J'ai vraiment été touchée.
Je remercie Isabelle d'avoir pris le temps qu'il fallait pour nous deux.
C'est vraiment une personne très professionnelle à qui nous pouvons poser un tas de questions en recevant toutes les réponses, très disponible.

Isabelle m'a aidé à régler un souci de relation avec Phœnix en donnant de nombreux conseils également. J'ai tout de suite vu qu'elle savait ce qu'elle disait et qu'elle comprenait vraiment tout.

C'était ma première expérience et je suis agréablement surprise de voir déja quelques changements, mais tellement énormes pour moi en ce qui concerne notre problème.

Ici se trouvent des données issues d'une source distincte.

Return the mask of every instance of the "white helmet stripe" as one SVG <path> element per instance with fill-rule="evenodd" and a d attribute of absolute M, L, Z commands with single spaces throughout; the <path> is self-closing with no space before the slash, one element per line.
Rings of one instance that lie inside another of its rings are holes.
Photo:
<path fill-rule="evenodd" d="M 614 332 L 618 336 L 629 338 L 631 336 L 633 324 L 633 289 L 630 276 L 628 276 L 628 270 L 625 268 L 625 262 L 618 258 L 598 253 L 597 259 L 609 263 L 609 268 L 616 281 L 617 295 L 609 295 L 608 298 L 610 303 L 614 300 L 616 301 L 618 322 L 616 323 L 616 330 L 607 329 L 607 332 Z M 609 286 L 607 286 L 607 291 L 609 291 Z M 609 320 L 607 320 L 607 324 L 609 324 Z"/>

Un GRAND merci Isabelle Losa !"  Barbara

Barbara et Phoenix
Kelly, Vip et Djoy

"Je suis depuis longtemps intéressée par la façon dont l'humain communique avec son animal, et je suis depuis encore plus longtemps convaincue que nous pouvons communiquer avec nos animaux, autrement qu'avec notre voix ou notre gestuelle. C'est pourquoi quand l'opportunité s'est présentée à moi de réaliser une Communication Animale pour Vip, mon trotteur français de 5 ans, j'ai foncé.

 

Pour résumer notre histoire, je l'ai sauvé à l'âge de 3 ans d'un monde qui ne lui correspondait pas du tout, et qui lui a laissé énormément de séquelles physiques et morales. Il a été mon coup de cœur au premier regard. 
Une relation fusionnelle et remplie de bonheur était née.

Alegra et Anita

"Un mois avant cela je voyais des témoignages et vidéos démonstratives de "communications animale". Etant septique, je prenais ces individus soi-disant capables de dialoguer avec les animaux pour des charlatans !

Puis, on a tous une petite part de curiosité ancrée en nous, ce qui m'a poussée à faire le test ! Je me suis documentée et j'ai essayé, je n'y arrivais pas ! J'ai fait un 2ème test avant de "lâcher l'affaire" définitivement. 

J'ai donc demandé à Isabelle Losa de communiquer avec ma jument d'après une photo !

J'ai reçu un message avec le détail de leur communication. 

J'étais tout simplement épatée et stupéfaite !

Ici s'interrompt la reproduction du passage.